Man, it’s a brilliant performance. And it cut the Kinglsey and even the Farina performances down to size and got me to get that they weren’t meant to be “realistic” or even “naturalistic” but hyper-realizations of popular culture stereotypes gone slightly askew until the underlying brilliance of the naturalistic acting reveals the metaphor in the “types” and their interactions for the surprises and inconsistencies in the struggles we all face in life.

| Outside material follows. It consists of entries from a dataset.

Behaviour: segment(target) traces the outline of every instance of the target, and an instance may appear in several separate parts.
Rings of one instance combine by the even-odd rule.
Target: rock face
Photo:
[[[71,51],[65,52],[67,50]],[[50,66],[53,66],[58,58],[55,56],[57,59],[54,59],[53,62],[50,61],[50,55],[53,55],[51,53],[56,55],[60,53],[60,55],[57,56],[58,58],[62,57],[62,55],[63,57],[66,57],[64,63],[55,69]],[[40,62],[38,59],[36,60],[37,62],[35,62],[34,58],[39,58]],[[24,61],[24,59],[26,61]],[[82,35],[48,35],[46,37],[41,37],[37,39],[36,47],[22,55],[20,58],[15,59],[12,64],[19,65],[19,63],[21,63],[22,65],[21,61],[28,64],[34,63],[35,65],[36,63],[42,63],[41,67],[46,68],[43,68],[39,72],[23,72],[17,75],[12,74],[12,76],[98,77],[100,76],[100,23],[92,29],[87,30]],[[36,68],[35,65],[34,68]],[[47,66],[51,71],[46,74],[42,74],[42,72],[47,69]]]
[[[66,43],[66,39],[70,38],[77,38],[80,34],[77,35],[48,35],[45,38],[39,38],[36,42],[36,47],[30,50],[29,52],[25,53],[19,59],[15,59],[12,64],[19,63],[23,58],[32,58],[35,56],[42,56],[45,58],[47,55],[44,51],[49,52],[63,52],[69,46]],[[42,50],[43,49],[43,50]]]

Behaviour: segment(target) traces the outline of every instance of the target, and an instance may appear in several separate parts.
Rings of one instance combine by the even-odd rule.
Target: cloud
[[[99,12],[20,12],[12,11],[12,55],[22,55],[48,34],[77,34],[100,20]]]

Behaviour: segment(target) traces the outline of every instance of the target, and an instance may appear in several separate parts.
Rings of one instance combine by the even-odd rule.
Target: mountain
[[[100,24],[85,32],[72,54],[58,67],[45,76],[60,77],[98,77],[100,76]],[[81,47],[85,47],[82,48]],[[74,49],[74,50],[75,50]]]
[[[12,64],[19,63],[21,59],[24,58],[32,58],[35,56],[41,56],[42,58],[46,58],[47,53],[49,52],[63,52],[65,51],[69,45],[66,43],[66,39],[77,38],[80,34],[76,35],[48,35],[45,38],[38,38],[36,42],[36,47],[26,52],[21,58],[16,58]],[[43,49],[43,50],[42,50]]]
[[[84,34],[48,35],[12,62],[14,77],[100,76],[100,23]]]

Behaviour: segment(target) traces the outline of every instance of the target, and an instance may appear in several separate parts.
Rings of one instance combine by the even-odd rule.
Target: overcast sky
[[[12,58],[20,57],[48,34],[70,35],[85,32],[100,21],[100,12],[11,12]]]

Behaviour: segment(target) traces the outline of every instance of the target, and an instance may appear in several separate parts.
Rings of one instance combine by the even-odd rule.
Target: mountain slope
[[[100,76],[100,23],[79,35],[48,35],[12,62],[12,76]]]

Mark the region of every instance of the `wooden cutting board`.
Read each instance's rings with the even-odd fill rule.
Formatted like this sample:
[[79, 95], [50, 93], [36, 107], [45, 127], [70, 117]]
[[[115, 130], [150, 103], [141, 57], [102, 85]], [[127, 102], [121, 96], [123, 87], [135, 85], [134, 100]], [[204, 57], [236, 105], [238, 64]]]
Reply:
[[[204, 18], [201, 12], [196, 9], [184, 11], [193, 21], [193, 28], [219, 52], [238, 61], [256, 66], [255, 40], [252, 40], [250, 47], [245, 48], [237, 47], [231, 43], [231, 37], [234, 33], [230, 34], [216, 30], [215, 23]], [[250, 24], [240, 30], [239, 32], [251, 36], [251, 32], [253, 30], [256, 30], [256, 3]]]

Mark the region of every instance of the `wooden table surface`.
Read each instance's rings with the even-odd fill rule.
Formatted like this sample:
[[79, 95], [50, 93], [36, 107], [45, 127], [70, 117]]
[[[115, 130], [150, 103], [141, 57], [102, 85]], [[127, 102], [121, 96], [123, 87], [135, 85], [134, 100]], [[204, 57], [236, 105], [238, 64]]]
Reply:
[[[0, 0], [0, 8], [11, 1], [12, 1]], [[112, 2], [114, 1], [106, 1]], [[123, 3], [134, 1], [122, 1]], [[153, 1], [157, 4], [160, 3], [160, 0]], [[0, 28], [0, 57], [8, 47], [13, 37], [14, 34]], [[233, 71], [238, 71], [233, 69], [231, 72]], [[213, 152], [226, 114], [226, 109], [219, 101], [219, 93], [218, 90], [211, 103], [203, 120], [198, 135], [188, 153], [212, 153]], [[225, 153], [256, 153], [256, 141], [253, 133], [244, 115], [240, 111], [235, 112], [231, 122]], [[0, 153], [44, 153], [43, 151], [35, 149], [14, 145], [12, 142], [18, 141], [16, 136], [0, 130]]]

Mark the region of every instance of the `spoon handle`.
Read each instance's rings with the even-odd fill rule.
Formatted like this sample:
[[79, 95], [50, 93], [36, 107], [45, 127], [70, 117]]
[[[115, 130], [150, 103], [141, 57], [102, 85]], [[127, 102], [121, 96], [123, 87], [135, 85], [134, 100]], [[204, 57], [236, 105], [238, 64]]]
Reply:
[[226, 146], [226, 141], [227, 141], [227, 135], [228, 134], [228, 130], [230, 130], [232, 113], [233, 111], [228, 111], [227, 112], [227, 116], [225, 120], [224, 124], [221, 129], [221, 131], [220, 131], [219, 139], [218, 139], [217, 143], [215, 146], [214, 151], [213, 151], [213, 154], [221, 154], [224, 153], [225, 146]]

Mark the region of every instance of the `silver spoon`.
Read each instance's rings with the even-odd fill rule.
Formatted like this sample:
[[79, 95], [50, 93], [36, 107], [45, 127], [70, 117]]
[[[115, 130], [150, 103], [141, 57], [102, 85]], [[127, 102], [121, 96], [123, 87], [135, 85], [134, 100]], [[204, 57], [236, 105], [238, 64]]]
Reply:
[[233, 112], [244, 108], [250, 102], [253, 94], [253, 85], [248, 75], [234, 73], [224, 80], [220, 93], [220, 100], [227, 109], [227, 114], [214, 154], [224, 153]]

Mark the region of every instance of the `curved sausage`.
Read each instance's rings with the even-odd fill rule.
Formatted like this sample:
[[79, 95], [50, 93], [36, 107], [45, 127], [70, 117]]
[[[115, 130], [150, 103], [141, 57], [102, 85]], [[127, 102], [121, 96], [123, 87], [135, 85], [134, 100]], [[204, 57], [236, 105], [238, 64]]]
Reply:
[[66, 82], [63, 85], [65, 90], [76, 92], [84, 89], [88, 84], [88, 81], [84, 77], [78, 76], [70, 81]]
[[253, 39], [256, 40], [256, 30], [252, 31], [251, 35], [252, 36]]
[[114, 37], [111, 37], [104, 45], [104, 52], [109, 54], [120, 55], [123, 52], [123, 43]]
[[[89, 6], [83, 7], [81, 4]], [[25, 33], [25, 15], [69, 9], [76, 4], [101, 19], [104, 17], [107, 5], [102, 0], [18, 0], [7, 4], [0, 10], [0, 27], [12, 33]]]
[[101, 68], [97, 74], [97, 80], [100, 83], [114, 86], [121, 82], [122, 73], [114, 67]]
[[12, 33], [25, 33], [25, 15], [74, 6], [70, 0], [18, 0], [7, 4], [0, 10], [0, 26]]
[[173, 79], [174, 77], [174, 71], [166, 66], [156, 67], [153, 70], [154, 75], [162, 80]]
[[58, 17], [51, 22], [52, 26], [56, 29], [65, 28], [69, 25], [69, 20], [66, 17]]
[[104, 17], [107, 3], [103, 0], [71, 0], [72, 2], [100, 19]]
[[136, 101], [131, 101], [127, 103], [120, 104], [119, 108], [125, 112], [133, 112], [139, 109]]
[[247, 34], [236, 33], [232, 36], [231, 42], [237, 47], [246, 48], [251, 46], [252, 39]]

If that isn’t too convoluted. And then along comes Tea Leoni (as well as Luke Wilson underplaying the “gay” character in a way that makes him the most realistic gay character in a movie yet). Leoni is the Katherine Hepburn of these times, for me. If you dig Hepburn, which some of my friends don’t. But to me, she’s one of the three greatest screen actresses in movie history (the other two being Gena Rowlands and Vanessa Redgrave).

Like Hepburn, Leoni can bring pathos to comedy and comedy to pathos, and as it turns out, this is a very funny comedy, that nails everything it’s laughing at. It’s an instant classic, like GET SHORTY or O BROTHER, WHERE ART THOU?—movies that take genres and bend them back on themselves in ways that not only are eye watering hysterically funny, at least to me, but also smart and poignant and nail their exposures of the truth beneath the cultural stereotypes.

Maybe I shouldn’t be writing this when I’m tired. All I mean to say is, YOU KILL ME, as many friends have been telling me now for a year, is a terrifically funny and satisfying movie experience. Bill Pullman’s performance is worth watching it for alone, but throw in Tea Leoni, who has never disappointed me in any movie role, and Kingsley’s ability to make me let go of my criticisms of his portrayal and accept it as a sincere homage to the movie type, making the humor of the performance even more resonant.

YOU KILL ME is a new addition to my all time favorites list. If you haven’t seen it, it might be on yours too when you do.